SergioQ has asked for the wisdom of the Perl Monks concerning the following question:

Hello,

I've been making a scrapper using both LWP::UserAgent and WWW::Mechanize. So far it's mostly smooth sailing. But now I've come to an interesting speed-bump.

While following links, some of the are redirects to outside pages from the page I'm scarping.

i.e.
Am scrapping from Google
I follow a link from Google that is an inner direct to an outside site, let's say www.amazon.com.
What method can I use to find get find out that I've ended up on www.amazon.com from the link www.google.com/redirect/offsite/etc/etc/etc/?

Thank you.

  • Comment on How can I find where I've been redirected to, in my scrapper?

Replies are listed 'Best First'.
Re: How can I find where I've been redirected to, in my scrapper?
by jcb (Parson) on Jan 11, 2021 at 03:16 UTC

    As you have found, the response object can report the final URL that was retrieved. If you actually need the redirect responses themselves, the previous and redirects methods on the final HTTP::Response object will give you the intermediate responses.

    If you need to decide whether or not to follow the redirect, you can use the simple_request method instead of the request method on LWP::UserAgent.

Re: How can I find where I've been redirected to, in my scrapper?
by SergioQ (Scribe) on Jan 10, 2021 at 06:50 UTC

    Well, I added some code, and it worked, but need to make sure it's not blind link.

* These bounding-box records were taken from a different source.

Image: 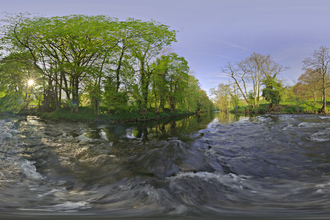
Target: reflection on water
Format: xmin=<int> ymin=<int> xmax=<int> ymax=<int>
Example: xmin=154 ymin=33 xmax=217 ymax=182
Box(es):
xmin=0 ymin=112 xmax=330 ymax=218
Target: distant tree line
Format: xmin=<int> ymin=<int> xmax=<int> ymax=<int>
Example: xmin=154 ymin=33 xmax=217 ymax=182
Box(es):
xmin=0 ymin=14 xmax=214 ymax=115
xmin=211 ymin=46 xmax=330 ymax=113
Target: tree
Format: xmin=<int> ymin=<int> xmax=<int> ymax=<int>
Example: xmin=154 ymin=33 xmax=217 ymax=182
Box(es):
xmin=210 ymin=83 xmax=231 ymax=112
xmin=129 ymin=21 xmax=176 ymax=114
xmin=295 ymin=69 xmax=322 ymax=102
xmin=222 ymin=53 xmax=289 ymax=111
xmin=303 ymin=46 xmax=330 ymax=113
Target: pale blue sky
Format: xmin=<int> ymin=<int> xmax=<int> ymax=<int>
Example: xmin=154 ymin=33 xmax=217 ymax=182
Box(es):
xmin=0 ymin=0 xmax=330 ymax=94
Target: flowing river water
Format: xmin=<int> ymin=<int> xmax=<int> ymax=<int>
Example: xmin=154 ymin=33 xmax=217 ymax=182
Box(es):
xmin=0 ymin=112 xmax=330 ymax=219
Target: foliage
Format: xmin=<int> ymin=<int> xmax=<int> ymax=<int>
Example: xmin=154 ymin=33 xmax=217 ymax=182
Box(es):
xmin=0 ymin=14 xmax=213 ymax=117
xmin=262 ymin=78 xmax=282 ymax=106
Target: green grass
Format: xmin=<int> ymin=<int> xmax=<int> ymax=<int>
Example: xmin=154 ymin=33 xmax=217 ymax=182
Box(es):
xmin=41 ymin=107 xmax=196 ymax=120
xmin=230 ymin=101 xmax=330 ymax=114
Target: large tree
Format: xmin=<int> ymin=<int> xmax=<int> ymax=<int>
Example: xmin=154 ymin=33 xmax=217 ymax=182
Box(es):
xmin=303 ymin=46 xmax=330 ymax=113
xmin=222 ymin=53 xmax=289 ymax=111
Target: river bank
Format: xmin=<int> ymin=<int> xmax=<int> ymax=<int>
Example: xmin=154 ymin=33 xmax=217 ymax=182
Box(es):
xmin=3 ymin=107 xmax=203 ymax=123
xmin=229 ymin=101 xmax=330 ymax=115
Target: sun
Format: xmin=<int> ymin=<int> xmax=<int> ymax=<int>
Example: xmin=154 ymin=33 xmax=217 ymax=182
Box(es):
xmin=28 ymin=79 xmax=34 ymax=86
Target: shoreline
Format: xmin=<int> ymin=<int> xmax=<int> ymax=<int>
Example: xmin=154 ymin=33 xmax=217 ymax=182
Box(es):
xmin=0 ymin=111 xmax=208 ymax=124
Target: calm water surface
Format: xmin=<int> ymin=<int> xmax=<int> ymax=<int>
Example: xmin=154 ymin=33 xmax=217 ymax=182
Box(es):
xmin=0 ymin=112 xmax=330 ymax=218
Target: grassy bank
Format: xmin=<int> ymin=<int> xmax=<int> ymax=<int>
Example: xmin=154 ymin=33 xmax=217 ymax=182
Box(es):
xmin=41 ymin=107 xmax=199 ymax=121
xmin=230 ymin=101 xmax=330 ymax=114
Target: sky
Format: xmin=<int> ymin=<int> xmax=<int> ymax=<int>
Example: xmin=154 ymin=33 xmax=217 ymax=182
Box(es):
xmin=0 ymin=0 xmax=330 ymax=95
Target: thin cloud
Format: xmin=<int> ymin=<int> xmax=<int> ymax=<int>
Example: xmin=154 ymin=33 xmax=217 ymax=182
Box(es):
xmin=222 ymin=41 xmax=249 ymax=50
xmin=189 ymin=52 xmax=232 ymax=59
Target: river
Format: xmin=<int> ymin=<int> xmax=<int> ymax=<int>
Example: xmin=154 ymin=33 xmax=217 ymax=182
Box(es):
xmin=0 ymin=112 xmax=330 ymax=219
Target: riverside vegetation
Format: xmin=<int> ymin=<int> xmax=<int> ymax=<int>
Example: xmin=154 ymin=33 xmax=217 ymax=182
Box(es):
xmin=211 ymin=46 xmax=330 ymax=114
xmin=0 ymin=14 xmax=214 ymax=120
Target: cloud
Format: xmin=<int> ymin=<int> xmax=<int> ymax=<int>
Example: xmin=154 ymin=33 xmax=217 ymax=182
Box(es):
xmin=192 ymin=52 xmax=232 ymax=59
xmin=222 ymin=41 xmax=249 ymax=50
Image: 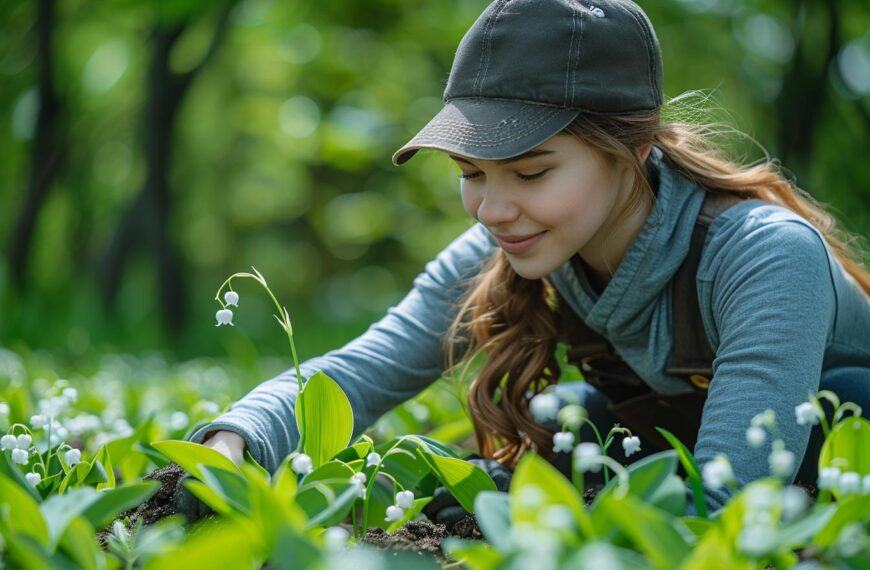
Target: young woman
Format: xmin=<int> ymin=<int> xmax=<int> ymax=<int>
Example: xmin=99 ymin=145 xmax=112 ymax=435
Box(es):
xmin=193 ymin=0 xmax=870 ymax=508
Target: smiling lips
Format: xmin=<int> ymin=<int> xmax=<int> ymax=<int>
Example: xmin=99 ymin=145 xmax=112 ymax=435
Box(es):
xmin=495 ymin=231 xmax=547 ymax=255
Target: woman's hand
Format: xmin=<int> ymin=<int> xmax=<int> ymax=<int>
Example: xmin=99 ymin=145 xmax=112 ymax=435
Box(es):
xmin=202 ymin=430 xmax=245 ymax=465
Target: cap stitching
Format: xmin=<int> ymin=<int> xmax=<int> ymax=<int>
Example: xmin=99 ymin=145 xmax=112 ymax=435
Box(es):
xmin=565 ymin=5 xmax=577 ymax=105
xmin=620 ymin=5 xmax=659 ymax=103
xmin=471 ymin=0 xmax=510 ymax=95
xmin=571 ymin=5 xmax=586 ymax=106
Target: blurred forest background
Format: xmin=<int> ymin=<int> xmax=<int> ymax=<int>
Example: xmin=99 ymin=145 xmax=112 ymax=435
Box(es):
xmin=0 ymin=0 xmax=870 ymax=363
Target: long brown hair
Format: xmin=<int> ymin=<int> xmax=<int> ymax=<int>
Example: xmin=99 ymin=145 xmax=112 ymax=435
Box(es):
xmin=446 ymin=94 xmax=870 ymax=467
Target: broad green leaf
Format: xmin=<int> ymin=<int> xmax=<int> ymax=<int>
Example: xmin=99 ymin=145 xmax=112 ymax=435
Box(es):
xmin=441 ymin=536 xmax=504 ymax=570
xmin=299 ymin=484 xmax=359 ymax=529
xmin=0 ymin=468 xmax=49 ymax=544
xmin=296 ymin=371 xmax=353 ymax=467
xmin=598 ymin=495 xmax=691 ymax=570
xmin=272 ymin=456 xmax=299 ymax=501
xmin=812 ymin=494 xmax=870 ymax=548
xmin=302 ymin=461 xmax=354 ymax=487
xmin=510 ymin=453 xmax=596 ymax=538
xmin=60 ymin=516 xmax=99 ymax=570
xmin=94 ymin=445 xmax=115 ymax=491
xmin=145 ymin=518 xmax=262 ymax=570
xmin=417 ymin=449 xmax=496 ymax=512
xmin=151 ymin=440 xmax=239 ymax=480
xmin=40 ymin=487 xmax=99 ymax=550
xmin=776 ymin=504 xmax=836 ymax=550
xmin=819 ymin=417 xmax=870 ymax=499
xmin=387 ymin=497 xmax=432 ymax=532
xmin=198 ymin=464 xmax=251 ymax=515
xmin=269 ymin=526 xmax=321 ymax=570
xmin=592 ymin=450 xmax=677 ymax=509
xmin=0 ymin=451 xmax=42 ymax=503
xmin=184 ymin=479 xmax=233 ymax=515
xmin=82 ymin=481 xmax=160 ymax=529
xmin=474 ymin=491 xmax=512 ymax=552
xmin=656 ymin=427 xmax=708 ymax=518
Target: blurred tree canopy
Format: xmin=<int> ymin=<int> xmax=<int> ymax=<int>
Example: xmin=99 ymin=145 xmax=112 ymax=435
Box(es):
xmin=0 ymin=0 xmax=870 ymax=358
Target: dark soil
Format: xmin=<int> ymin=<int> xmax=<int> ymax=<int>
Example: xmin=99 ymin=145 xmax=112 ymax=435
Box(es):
xmin=97 ymin=463 xmax=186 ymax=549
xmin=363 ymin=521 xmax=447 ymax=561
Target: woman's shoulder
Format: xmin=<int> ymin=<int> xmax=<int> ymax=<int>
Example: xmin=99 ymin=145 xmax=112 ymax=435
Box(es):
xmin=698 ymin=195 xmax=837 ymax=281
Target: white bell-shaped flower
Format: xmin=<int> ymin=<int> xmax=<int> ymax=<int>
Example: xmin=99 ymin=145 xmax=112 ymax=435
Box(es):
xmin=767 ymin=449 xmax=795 ymax=477
xmin=573 ymin=441 xmax=601 ymax=473
xmin=215 ymin=309 xmax=233 ymax=327
xmin=63 ymin=448 xmax=82 ymax=467
xmin=12 ymin=448 xmax=29 ymax=465
xmin=290 ymin=453 xmax=314 ymax=475
xmin=366 ymin=451 xmax=381 ymax=467
xmin=396 ymin=491 xmax=414 ymax=509
xmin=553 ymin=431 xmax=574 ymax=453
xmin=529 ymin=394 xmax=559 ymax=423
xmin=622 ymin=435 xmax=640 ymax=457
xmin=323 ymin=526 xmax=350 ymax=550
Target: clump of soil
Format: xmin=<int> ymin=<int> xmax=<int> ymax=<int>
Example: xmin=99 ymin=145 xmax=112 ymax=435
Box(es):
xmin=97 ymin=463 xmax=186 ymax=549
xmin=363 ymin=521 xmax=447 ymax=561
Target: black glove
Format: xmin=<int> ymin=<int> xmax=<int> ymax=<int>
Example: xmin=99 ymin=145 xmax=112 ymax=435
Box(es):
xmin=172 ymin=474 xmax=214 ymax=523
xmin=423 ymin=456 xmax=513 ymax=532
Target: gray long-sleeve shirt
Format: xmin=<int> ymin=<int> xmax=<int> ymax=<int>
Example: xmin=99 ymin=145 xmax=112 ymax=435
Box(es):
xmin=192 ymin=149 xmax=870 ymax=508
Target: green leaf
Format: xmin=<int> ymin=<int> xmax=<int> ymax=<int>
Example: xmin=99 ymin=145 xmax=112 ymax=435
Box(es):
xmin=819 ymin=417 xmax=870 ymax=499
xmin=40 ymin=487 xmax=99 ymax=550
xmin=184 ymin=479 xmax=233 ymax=515
xmin=0 ymin=451 xmax=42 ymax=503
xmin=296 ymin=371 xmax=353 ymax=467
xmin=199 ymin=465 xmax=251 ymax=515
xmin=82 ymin=481 xmax=160 ymax=529
xmin=302 ymin=461 xmax=355 ymax=488
xmin=510 ymin=453 xmax=596 ymax=538
xmin=300 ymin=484 xmax=359 ymax=529
xmin=151 ymin=440 xmax=239 ymax=481
xmin=813 ymin=492 xmax=870 ymax=548
xmin=0 ymin=468 xmax=49 ymax=544
xmin=592 ymin=450 xmax=677 ymax=509
xmin=474 ymin=491 xmax=512 ymax=552
xmin=656 ymin=427 xmax=708 ymax=518
xmin=417 ymin=449 xmax=496 ymax=512
xmin=60 ymin=516 xmax=104 ymax=570
xmin=387 ymin=497 xmax=432 ymax=532
xmin=441 ymin=536 xmax=504 ymax=570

    my $requester = HTTP::Request->new(GET => $newgooleredirect); ##### + the link that takes me where I want to go, but via Google's redirect + system my $lwper = LWP::UserAgent->new(agent=>' Mozilla/5.0 (Windows NT 6 +.1; WOW64; rv:24.0) Gecko/20100101 Firefox/24.0', cookie_jar=>{}, ti +meout => 10); my $resp = $lwper->request($requester); print $resp->base; ##### there this is from HTTP::Response

    The return was the correct link, www.amazon.com